Mirror Image

Mostly AR and Stuff

Still checking Gauss-Newton

Though Levenberg-Marquardt works I’m still trying to save Gauss-Newton, especially as I’ve read paper saying that Gauss-Newton with dogleg trust-region works well for bundle adjustment. I’ll probably try direct substitution with Cholesky rank-1 update and constrained optimization.

13, October, 2009 Posted by mirror2image | Coding AR, computer vision | , , , | No Comments Yet

Solution – free gauge

Looks like the problem was not the large Gauss-Newton residue. The problem was gauge fixing.
Most of bundle adjustment algorithms are not gauge invariant inherently (for details check Triggs “Bundle adjustment – a modern synthesis”, chapter 9 “Gauge Freedom”). Practically that means that method have one or more free parameters which could be chosen arbitrary (for example scale), but which influence solution in non-invariant way (or don’t influence solution if algorithm is gauge invariant). Gauge fixing is the choice of the values for that free parameters. There exist at least one gauge invariant bundle adjustment method (generalization of Levenberg-Marquardt with complete matrix correction instead of diagonal only correction) , but it is order of magnitude more computational expensive.
I’ve used fixing coordinate of one of the 3d points for gauge fixing. Because method is not gauge invariant solution depend on the choice of that fixed point. The problem occurs when the chosen point is “bad” – error in feature point detector for this point is so big that it contradict to the rest of the picture. Mismatching in the point correspondence can cause the same problem.
In my case, fixing coordinate of chosen point caused “accumulation” of residual error in that point. This is easy to explain – other points can decrease reprojection error both by moving/rotating camera and by shifting their coordinates, but fixed point can do it only by moving/rotating camera. It looks like if the point was “bad” from the start it can become even worse next iteration as the error accumulate – positive feedback look causing method become unstable. That’s of cause only my observations, I didn’t do any formal analysis.
The obvious solution is to redistribute residual error among all the points – that mean drop gauge fixing and use free gauge. Free gauge is causing arbitrary scaling of the result, but the result can be rescaled later. However there is the cost. Free gauge means matrix is singular – not invertible and Gauss-Newton method can not work. So I have to switch to less efficient and more computationally expensive Levenberg-Marquardt. For now it seems working.
PS Free gauge matrix is not singular, just not well-defined and has degenerate minimum.

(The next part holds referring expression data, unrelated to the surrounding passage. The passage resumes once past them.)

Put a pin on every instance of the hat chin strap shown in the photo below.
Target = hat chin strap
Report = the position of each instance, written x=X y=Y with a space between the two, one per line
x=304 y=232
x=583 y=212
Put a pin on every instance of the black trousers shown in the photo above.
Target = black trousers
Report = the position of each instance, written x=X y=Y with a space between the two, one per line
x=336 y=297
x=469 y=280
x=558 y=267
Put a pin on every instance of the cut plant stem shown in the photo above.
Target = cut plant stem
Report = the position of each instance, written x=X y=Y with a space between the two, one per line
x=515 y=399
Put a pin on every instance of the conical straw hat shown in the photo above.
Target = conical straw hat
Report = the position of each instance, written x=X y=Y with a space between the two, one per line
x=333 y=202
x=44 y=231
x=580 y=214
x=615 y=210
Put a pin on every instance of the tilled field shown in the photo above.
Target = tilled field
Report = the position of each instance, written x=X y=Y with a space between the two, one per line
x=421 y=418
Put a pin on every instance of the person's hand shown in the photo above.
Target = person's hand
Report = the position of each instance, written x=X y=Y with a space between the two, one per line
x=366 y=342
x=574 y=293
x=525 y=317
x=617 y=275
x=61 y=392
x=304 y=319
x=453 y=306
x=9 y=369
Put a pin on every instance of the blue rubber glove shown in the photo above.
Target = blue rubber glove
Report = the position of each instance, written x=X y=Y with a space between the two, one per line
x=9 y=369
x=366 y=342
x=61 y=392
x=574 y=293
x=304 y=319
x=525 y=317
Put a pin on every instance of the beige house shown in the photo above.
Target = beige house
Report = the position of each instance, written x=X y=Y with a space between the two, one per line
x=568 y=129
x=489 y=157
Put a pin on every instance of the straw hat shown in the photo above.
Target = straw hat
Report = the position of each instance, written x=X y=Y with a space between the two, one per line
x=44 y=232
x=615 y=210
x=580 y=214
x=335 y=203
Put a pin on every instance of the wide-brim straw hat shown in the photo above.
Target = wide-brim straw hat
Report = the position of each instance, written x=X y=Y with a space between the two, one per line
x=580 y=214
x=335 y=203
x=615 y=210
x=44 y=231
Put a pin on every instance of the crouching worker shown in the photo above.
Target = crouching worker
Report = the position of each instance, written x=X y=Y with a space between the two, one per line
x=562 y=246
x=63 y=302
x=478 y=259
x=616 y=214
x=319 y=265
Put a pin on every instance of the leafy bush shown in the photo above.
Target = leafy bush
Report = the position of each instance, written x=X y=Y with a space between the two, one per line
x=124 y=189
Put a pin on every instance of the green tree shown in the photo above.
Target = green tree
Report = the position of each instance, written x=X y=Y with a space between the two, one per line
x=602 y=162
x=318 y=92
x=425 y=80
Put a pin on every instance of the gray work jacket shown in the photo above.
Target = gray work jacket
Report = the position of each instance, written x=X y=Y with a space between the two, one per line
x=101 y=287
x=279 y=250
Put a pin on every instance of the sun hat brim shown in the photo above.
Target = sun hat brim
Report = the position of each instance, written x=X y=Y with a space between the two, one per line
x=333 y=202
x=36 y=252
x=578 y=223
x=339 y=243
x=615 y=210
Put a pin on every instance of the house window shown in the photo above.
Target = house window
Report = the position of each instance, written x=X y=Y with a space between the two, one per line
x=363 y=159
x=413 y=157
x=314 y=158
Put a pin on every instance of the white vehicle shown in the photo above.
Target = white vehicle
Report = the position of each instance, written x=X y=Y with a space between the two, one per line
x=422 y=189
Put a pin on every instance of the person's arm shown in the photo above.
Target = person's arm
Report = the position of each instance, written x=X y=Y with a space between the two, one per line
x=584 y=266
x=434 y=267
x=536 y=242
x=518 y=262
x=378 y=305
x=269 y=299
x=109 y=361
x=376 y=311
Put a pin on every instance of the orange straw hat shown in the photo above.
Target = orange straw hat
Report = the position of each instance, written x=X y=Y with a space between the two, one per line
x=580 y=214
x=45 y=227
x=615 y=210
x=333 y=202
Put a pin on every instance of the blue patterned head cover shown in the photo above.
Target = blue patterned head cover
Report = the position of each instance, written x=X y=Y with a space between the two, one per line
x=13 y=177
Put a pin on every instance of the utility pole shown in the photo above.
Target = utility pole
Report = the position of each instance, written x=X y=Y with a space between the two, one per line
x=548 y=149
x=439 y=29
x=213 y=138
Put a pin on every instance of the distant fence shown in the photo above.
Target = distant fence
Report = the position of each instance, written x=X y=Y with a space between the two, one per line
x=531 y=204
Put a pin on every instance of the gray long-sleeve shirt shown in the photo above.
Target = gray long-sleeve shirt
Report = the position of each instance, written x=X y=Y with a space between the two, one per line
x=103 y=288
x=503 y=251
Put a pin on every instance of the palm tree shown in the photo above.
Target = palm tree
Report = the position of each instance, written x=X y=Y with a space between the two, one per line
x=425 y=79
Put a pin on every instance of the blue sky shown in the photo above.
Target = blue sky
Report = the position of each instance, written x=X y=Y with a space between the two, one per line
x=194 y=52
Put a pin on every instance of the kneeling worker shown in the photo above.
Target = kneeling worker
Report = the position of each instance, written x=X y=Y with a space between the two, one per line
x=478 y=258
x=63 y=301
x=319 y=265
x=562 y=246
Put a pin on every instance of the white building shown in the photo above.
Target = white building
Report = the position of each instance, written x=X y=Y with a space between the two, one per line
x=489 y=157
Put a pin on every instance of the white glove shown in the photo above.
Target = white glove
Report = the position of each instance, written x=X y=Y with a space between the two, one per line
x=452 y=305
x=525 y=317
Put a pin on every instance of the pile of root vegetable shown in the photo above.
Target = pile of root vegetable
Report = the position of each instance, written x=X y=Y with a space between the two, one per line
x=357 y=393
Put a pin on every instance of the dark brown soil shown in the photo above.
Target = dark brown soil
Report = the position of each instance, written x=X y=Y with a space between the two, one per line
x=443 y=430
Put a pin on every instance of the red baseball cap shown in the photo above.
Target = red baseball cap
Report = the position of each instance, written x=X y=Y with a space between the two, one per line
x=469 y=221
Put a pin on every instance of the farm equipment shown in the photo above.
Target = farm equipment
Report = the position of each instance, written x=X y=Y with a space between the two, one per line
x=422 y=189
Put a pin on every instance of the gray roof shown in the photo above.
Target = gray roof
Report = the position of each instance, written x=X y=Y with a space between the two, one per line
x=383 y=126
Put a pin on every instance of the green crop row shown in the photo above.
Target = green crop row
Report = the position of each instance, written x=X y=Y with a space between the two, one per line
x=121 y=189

So constrained optimization still may works.
PPS Gauge Invariance is also important concept in physics and geometry.
PPPS While messing with Quasi-Newton – it seems there is an error in chapter 10.2 of “Numerical Optimization” by Nocedal&Wright. In the secant equation instead of S_{k+1}(x_{k+1} - x_{k}) = J^{T}_{k+1}r_{k+1} - J^{T}_{k}r_{k} should be S_{k+1}(x_{k+1} - x_{k}) = J^{T}_{k+1}r_{k+1} - J^{T}_{k}r_{k+1}

11, October, 2009 Posted by mirror2image | Coding AR, computer vision | , , , , , | No Comments Yet

Problems

During the tests I’ve found out that bundle adjustment is failing on some “bad frames”. There two ways to deal with it – reject bad frames or try to understand what happen – who set up us a bomb? :-) .Any problem is also an opportunity to understand subject better. For now I suspect Gauss-Newton is failing due to too big residue. Just adding Hessian to J^{T}J does not help – I’m getting negative eigenvalue. So now I’m trying quasi-Newton from the excellent book by Nocedal&Wright. If it will not help I’ll try hybrid Fletcher method.

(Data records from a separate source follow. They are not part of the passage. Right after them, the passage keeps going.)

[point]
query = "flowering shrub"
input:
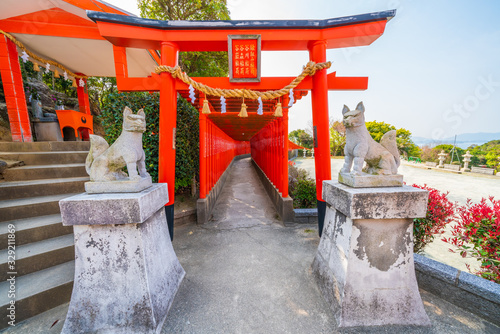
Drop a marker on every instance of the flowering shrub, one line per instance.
(440, 212)
(477, 234)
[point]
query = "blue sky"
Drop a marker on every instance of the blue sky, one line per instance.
(435, 71)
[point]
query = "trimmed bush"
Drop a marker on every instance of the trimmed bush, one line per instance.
(302, 189)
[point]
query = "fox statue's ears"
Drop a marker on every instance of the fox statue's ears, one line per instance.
(127, 111)
(345, 110)
(360, 107)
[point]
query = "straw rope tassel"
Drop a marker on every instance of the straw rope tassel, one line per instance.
(279, 111)
(206, 108)
(309, 70)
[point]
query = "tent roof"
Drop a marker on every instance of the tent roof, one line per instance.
(60, 30)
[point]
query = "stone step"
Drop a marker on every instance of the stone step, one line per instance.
(25, 173)
(44, 146)
(44, 187)
(46, 158)
(33, 229)
(37, 256)
(37, 292)
(30, 207)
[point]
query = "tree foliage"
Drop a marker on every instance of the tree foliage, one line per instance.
(487, 154)
(198, 64)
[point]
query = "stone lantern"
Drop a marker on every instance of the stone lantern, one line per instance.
(467, 157)
(442, 157)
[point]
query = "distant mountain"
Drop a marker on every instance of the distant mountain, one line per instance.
(464, 140)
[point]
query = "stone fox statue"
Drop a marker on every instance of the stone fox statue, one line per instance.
(105, 163)
(381, 159)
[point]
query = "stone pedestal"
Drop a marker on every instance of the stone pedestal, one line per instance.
(364, 264)
(126, 270)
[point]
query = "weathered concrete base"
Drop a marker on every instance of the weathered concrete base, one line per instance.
(283, 205)
(126, 275)
(371, 181)
(47, 130)
(364, 266)
(125, 186)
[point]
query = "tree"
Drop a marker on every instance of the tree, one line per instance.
(198, 64)
(337, 137)
(301, 137)
(403, 137)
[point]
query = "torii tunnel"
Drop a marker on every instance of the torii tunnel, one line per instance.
(225, 135)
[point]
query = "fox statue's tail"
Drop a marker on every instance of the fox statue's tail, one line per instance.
(388, 141)
(97, 146)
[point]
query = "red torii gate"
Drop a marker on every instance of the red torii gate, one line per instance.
(266, 133)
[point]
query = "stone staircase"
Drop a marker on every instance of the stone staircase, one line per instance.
(29, 201)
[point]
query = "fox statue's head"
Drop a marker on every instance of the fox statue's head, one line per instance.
(134, 122)
(354, 118)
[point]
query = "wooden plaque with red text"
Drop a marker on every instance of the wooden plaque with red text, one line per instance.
(244, 58)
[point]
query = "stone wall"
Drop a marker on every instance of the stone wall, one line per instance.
(306, 216)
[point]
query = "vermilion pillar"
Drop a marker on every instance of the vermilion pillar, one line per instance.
(14, 92)
(203, 153)
(319, 97)
(284, 173)
(168, 119)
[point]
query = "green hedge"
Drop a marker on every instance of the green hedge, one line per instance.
(187, 143)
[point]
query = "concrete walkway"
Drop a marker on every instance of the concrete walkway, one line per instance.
(247, 273)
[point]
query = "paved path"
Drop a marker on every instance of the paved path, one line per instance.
(460, 187)
(247, 273)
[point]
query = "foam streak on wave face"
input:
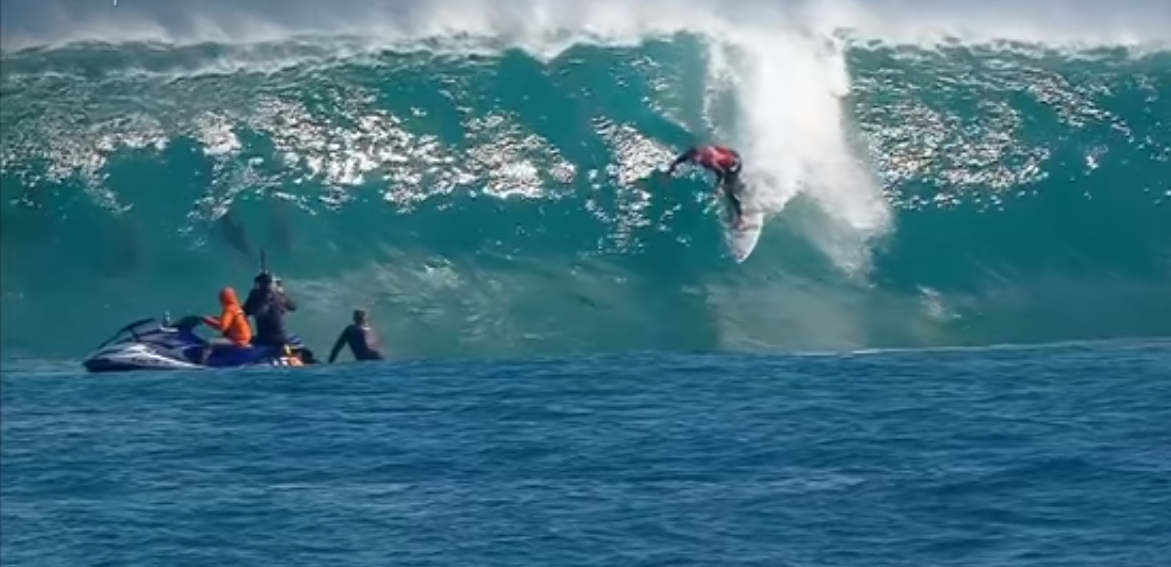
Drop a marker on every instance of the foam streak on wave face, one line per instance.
(791, 127)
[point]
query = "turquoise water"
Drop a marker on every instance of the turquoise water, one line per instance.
(499, 203)
(581, 374)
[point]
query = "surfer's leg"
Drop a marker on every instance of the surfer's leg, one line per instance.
(732, 189)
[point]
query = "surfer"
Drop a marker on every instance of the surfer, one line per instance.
(725, 163)
(361, 339)
(268, 304)
(232, 322)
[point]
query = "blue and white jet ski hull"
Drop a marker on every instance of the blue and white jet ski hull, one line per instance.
(150, 345)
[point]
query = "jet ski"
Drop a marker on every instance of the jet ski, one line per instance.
(157, 345)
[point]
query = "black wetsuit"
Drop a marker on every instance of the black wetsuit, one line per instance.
(268, 308)
(362, 342)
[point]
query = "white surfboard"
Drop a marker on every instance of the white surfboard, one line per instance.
(742, 240)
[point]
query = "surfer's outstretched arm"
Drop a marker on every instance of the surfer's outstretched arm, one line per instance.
(687, 156)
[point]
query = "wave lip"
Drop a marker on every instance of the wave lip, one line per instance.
(502, 202)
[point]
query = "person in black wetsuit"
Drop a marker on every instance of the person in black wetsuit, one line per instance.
(361, 339)
(267, 305)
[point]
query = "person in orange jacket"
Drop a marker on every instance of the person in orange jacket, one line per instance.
(232, 323)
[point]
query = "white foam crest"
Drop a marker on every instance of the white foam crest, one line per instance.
(792, 131)
(545, 22)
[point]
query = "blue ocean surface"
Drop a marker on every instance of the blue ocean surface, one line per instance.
(949, 348)
(1048, 456)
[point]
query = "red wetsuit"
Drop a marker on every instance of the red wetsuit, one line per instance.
(721, 161)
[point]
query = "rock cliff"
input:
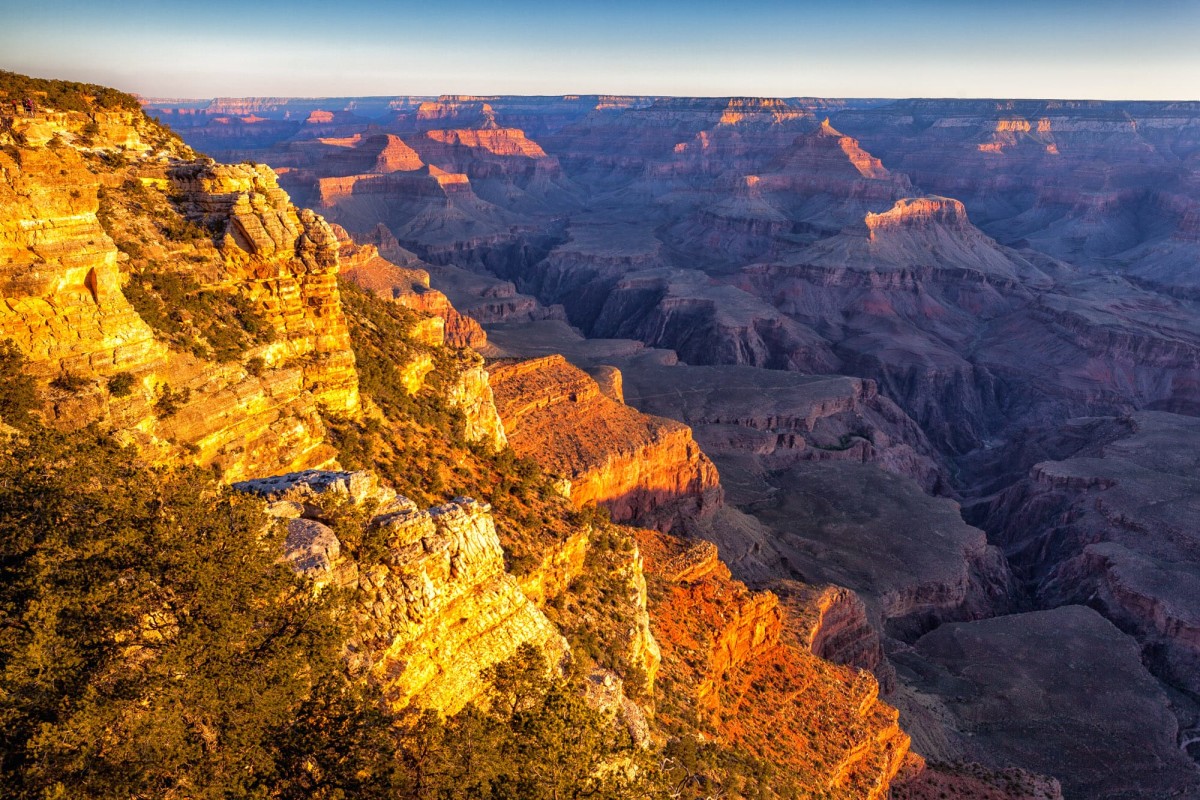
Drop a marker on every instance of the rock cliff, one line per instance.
(736, 655)
(437, 608)
(233, 241)
(643, 469)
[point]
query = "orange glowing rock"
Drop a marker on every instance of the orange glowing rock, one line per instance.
(1013, 126)
(448, 179)
(917, 211)
(501, 142)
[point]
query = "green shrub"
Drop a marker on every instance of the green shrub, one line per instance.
(171, 401)
(18, 392)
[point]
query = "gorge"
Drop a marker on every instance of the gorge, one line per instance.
(850, 444)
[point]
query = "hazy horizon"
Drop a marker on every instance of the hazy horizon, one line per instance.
(1103, 49)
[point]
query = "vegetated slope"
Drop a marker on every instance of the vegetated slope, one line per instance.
(1044, 280)
(175, 324)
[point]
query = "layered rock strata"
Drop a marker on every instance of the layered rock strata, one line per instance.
(437, 609)
(643, 469)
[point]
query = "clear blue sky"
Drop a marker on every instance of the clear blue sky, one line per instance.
(865, 48)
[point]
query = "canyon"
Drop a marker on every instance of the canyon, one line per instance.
(942, 354)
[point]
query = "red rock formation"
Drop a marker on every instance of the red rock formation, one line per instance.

PS It looks like the problem was not the large residue

6, October, 2009 Posted by mirror2image | Coding AR, Uncategorized | , , , , , | No Comments Yet

What’s going on

Code of markerless tracker is finished for emulator. It’s in in minimal configuration, without some optimizations, bell and whistles like combined points-edge pose estimation for now. Now it’s bugs squashing and testing with different video feeds for some times. Modified bundle adjustment is the nicest part, seems pretty stable and robust.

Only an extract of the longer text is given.